Wir schritten an der Kasse vorbei zu einer Tür, die sich nur schwerlich öffnen ließ, und die nette Frau führte mich in den Raum dahinter. Es schien ein Lagerraum zu sein, was ich merkwürdig fand, da ich ja wusste, dass sie normalerweise die Waren im Keller aufbewahrten. Schwerfällig bückte sich die ältere Dame vor einem übervollen Regal. Sie holte einen Karton hervor, auf dem groß und breit Remus Name stand. Sie stellte die Kiste auf einen wackeligen Tisch ab und öffnete sie. Neugierig trat ich näher. Die leicht korpulente Ladenbesitzerin zog eine Schachtel hervor, die sie mir schmunzelnd überreichte. Mit großen Augen las ich die Beschriftung darauf.

>>Pralinen? Ich kann ihm doch keine Pralinen schenken! <<, rief ich entsetzt aus.

>>Wieso nicht? Ist doch nur Schokolade. Seine Lieblings-Schokolade, die du meines Erachtens doch haben wolltest, oder nicht? << Mütterlich sah sie mich an.

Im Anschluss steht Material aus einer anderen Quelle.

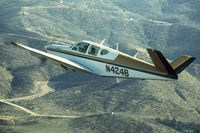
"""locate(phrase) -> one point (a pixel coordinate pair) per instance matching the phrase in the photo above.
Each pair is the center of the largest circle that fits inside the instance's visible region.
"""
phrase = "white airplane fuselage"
(103, 68)
(98, 59)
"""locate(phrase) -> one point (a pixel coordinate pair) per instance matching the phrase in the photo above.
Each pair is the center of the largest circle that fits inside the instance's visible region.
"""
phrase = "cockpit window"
(82, 47)
(93, 50)
(104, 52)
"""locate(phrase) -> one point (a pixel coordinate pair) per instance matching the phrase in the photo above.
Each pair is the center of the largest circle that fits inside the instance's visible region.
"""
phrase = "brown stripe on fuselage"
(121, 60)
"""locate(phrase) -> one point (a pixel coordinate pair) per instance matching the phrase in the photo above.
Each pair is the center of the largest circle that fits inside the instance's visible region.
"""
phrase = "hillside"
(86, 103)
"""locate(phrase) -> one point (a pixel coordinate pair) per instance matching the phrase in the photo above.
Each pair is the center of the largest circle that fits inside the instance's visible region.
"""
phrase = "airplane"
(98, 59)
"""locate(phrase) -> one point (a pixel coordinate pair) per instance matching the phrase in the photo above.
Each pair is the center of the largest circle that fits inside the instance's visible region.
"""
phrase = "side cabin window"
(81, 47)
(104, 52)
(93, 50)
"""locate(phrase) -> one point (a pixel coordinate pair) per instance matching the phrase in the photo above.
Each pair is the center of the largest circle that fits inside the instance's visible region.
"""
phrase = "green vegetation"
(100, 104)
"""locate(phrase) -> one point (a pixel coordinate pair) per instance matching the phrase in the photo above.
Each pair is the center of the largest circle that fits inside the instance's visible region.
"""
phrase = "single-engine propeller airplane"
(101, 60)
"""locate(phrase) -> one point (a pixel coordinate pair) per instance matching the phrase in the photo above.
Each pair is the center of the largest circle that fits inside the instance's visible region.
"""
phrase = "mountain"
(47, 98)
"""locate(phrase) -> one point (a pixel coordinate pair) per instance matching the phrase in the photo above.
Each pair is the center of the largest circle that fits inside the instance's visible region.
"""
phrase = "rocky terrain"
(46, 98)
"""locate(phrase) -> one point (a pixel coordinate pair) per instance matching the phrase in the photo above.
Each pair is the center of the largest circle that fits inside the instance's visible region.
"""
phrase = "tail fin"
(180, 64)
(163, 65)
(160, 62)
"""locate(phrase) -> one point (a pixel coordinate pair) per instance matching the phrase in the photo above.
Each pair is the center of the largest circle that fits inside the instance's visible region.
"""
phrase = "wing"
(59, 60)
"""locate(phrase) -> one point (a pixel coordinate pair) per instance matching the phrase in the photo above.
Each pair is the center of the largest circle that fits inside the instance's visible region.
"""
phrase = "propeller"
(43, 61)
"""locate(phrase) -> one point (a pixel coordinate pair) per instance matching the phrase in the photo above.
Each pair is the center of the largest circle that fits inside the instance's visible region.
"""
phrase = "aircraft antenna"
(102, 41)
(117, 46)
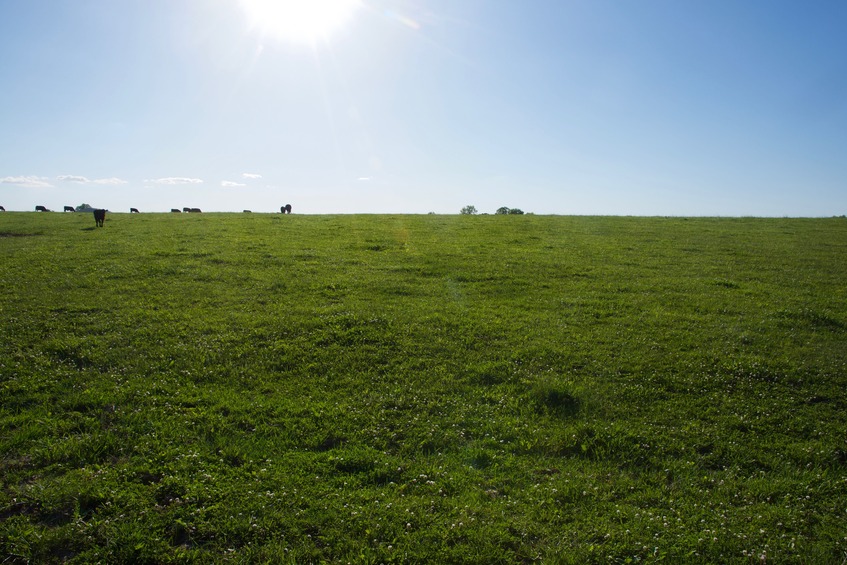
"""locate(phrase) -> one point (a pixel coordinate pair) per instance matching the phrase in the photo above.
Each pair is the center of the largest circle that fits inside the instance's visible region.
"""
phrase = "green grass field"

>>Ja, sicher, aber...<< Zweifelnd begegnete ich ihrem Blick.

>>Ach Kindchen, nun mach dir doch nicht so viele Sorgen! Remus Freunde, James und Sirius, haben die damals ständig für ihn gekauft. Immer wenn der arme Junge wieder krank war, haben sie ganze Wagenladungen davon mitgenommen <<, schwelgte sie mit einem nostalgischen Funkeln in den Augen in Erinnerungen.

>>Ist denn was Besonderes an den Pralinen, dass sie sie hier hinten im Laden aufbewahren? <<, wollte ich interessiert wissen.

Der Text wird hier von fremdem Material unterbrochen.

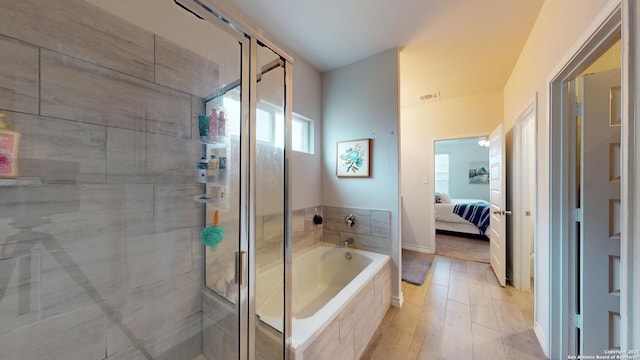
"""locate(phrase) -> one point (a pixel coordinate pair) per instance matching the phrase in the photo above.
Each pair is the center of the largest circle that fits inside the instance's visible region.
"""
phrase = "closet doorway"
(461, 184)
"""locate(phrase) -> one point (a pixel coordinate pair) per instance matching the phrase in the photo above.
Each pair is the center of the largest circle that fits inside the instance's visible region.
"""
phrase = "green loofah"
(212, 236)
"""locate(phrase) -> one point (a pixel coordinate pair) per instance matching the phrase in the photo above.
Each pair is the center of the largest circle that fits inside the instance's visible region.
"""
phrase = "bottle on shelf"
(9, 140)
(203, 165)
(213, 162)
(213, 125)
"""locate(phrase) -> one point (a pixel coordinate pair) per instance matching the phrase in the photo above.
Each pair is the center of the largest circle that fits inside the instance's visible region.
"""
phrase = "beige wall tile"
(335, 220)
(138, 157)
(57, 150)
(20, 283)
(148, 312)
(184, 70)
(174, 207)
(76, 28)
(18, 76)
(59, 337)
(77, 90)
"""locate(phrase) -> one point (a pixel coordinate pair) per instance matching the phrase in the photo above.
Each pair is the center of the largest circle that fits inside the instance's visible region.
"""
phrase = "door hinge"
(577, 320)
(577, 215)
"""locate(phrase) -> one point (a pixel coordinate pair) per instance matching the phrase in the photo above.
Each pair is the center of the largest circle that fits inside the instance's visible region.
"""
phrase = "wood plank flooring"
(460, 312)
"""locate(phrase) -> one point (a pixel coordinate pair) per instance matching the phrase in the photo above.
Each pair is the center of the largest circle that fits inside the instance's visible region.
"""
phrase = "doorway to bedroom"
(461, 184)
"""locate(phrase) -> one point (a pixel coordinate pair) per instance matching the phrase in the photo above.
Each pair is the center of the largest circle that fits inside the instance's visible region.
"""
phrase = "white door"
(497, 222)
(600, 203)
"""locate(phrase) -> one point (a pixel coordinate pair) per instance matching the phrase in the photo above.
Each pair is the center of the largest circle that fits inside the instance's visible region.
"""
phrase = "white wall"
(421, 126)
(361, 101)
(306, 174)
(558, 28)
(461, 153)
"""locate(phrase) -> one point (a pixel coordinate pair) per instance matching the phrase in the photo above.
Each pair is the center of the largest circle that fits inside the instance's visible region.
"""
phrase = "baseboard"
(419, 248)
(397, 301)
(541, 338)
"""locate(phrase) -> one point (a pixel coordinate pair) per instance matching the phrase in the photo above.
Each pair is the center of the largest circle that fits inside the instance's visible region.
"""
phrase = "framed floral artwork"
(353, 158)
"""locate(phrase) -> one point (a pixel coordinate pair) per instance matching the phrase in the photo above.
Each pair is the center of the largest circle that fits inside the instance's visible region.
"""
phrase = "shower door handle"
(241, 268)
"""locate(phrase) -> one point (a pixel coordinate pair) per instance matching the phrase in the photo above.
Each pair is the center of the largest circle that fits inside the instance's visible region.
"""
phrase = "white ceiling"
(456, 47)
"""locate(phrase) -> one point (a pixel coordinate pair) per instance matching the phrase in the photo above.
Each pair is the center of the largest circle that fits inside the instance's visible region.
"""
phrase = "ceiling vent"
(431, 96)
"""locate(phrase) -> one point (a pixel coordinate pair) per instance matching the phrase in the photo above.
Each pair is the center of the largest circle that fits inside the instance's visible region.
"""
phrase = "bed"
(450, 216)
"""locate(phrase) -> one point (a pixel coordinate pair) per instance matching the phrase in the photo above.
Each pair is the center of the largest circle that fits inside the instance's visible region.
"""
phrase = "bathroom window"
(442, 173)
(270, 125)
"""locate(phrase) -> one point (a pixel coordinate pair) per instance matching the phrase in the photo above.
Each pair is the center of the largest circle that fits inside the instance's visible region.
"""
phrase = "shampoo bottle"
(221, 124)
(9, 141)
(213, 125)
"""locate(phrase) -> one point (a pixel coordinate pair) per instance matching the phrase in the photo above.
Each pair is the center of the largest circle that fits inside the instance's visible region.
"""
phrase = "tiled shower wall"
(99, 250)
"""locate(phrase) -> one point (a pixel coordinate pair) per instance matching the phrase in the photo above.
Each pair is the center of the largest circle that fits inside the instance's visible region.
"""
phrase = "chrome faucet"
(346, 246)
(347, 242)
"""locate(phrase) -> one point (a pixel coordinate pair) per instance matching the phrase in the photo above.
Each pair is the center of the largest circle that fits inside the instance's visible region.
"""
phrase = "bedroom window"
(442, 173)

>>Oh ja. Wir stellen sie per Hand her und die Füllung ist ein spezielles Rezept. Natürlich streng geheim. Jedenfalls passt sie sich den Wünschen desjenigen an, der die Praline in der Hand hält. Hast du Lust auf Karamell, wird sie zu Karamell. Lust auf Zuckerwatte? Kein Problem <<, erklärte sie mir unverwandt.

>>Wow, das ist ja großartig! Wie kommt man auf so eine Idee? << Begeistert strahlte ich sie an.

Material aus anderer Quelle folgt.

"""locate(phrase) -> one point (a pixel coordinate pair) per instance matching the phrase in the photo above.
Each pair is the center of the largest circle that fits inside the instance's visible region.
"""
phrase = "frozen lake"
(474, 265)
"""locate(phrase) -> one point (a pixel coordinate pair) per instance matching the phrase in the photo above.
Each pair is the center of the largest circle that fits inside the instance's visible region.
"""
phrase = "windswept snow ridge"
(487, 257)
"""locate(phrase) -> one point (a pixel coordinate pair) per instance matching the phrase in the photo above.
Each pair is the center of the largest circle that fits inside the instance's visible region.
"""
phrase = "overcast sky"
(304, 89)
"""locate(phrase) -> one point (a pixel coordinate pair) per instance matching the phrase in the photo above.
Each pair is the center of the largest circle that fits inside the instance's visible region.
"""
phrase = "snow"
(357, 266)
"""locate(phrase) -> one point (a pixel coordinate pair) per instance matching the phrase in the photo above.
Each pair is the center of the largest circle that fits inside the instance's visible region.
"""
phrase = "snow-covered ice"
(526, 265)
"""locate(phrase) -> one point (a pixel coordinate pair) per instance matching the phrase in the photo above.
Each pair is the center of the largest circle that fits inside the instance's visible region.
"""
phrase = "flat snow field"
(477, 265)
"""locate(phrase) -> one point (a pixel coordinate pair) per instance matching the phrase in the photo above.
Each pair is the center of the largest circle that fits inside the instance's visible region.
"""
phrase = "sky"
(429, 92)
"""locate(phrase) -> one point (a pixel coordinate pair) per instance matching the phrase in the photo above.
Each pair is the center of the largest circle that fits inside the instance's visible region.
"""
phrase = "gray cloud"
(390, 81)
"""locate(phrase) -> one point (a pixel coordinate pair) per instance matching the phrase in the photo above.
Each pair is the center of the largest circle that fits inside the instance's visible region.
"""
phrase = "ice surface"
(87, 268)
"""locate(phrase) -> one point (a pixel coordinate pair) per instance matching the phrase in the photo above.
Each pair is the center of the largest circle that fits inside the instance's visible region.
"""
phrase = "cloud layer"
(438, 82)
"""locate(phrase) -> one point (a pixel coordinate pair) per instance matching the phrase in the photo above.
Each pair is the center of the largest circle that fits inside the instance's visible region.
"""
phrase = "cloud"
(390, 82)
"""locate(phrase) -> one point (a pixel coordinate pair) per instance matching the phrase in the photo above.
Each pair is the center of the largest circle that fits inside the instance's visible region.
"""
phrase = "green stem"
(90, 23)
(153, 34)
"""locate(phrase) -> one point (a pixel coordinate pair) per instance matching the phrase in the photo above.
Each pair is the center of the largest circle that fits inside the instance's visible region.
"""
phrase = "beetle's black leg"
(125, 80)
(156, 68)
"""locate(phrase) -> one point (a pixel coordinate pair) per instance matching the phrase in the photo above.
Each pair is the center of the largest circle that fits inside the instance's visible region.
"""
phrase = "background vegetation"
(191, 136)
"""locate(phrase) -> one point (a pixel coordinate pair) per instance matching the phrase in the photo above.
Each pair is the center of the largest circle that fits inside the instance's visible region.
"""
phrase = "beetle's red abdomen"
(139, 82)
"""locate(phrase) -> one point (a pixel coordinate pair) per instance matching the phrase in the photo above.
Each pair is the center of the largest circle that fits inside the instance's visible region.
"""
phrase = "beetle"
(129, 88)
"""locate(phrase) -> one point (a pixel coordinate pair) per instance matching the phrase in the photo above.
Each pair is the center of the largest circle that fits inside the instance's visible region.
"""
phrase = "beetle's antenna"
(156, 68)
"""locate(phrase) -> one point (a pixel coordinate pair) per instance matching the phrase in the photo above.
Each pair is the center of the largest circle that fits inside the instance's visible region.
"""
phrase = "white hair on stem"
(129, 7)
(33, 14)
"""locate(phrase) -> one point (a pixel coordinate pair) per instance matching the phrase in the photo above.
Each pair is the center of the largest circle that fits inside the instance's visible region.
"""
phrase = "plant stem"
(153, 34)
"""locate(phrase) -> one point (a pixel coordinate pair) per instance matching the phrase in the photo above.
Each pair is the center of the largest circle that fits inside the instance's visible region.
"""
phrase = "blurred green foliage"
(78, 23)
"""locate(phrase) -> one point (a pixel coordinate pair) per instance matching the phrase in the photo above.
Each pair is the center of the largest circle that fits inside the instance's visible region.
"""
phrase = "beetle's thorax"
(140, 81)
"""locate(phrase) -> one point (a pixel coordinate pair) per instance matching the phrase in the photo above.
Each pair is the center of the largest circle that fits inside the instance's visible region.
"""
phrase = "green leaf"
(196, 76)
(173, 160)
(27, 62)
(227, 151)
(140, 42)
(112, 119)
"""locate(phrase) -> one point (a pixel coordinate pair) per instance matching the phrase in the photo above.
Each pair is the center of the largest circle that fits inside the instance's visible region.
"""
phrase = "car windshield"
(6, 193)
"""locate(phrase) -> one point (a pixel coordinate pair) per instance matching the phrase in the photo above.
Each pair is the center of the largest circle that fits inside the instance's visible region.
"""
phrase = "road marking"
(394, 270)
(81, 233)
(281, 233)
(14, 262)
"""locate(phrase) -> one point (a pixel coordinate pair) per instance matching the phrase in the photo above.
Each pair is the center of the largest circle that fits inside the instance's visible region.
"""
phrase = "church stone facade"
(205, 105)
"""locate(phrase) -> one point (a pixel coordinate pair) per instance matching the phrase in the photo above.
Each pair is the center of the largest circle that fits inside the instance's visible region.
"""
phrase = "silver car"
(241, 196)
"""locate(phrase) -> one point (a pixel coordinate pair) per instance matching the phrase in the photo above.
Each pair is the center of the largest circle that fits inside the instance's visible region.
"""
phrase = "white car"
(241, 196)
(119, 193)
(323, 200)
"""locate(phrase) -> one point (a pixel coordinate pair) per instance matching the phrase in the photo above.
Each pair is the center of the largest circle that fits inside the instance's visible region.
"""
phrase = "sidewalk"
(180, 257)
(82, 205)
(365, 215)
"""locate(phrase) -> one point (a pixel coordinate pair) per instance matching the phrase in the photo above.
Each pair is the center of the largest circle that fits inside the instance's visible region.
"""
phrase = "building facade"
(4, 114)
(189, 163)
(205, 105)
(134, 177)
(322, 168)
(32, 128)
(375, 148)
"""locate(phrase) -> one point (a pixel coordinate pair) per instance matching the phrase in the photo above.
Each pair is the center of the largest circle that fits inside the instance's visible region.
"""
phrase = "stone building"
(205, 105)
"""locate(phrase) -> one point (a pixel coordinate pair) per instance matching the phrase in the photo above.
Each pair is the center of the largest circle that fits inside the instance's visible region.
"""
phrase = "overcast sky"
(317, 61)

>>Remus stand auch immer so unschlüssig vor dem Schokoladenregal, wie du vorhin. Da haben mich James und Sirius irgendwann gefragt, ob es nicht möglich sei, eine Schokolade herzustellen, die jede Geschmacksrichtung beinhaltet... Gesagt, getan <<, berichtete sie mir. Nebenbei stellte sie den Karton wieder auf seinen rechtmäßigen Platz ab.

>>Und warum ist sie dann nicht frei verkäuflich? <<, fragte ich skeptisch.

>>Dann würden wir ja keine Schokolade mehr verkaufen und dafür nur noch diese Pralinen. Die Zutaten für das Spezialrezept sind ziemlich teuer. Das könnten wir uns auf Dauer nicht leisten. Nein, wir stellen sie speziell nur für Remus her. << Damit schob sie mich wieder hinaus zur Kasse. Schnell griff ich auf dem Weg dorthin nach einem Becher Zahnweiß-Pfefferminzlakritze für meine Eltern.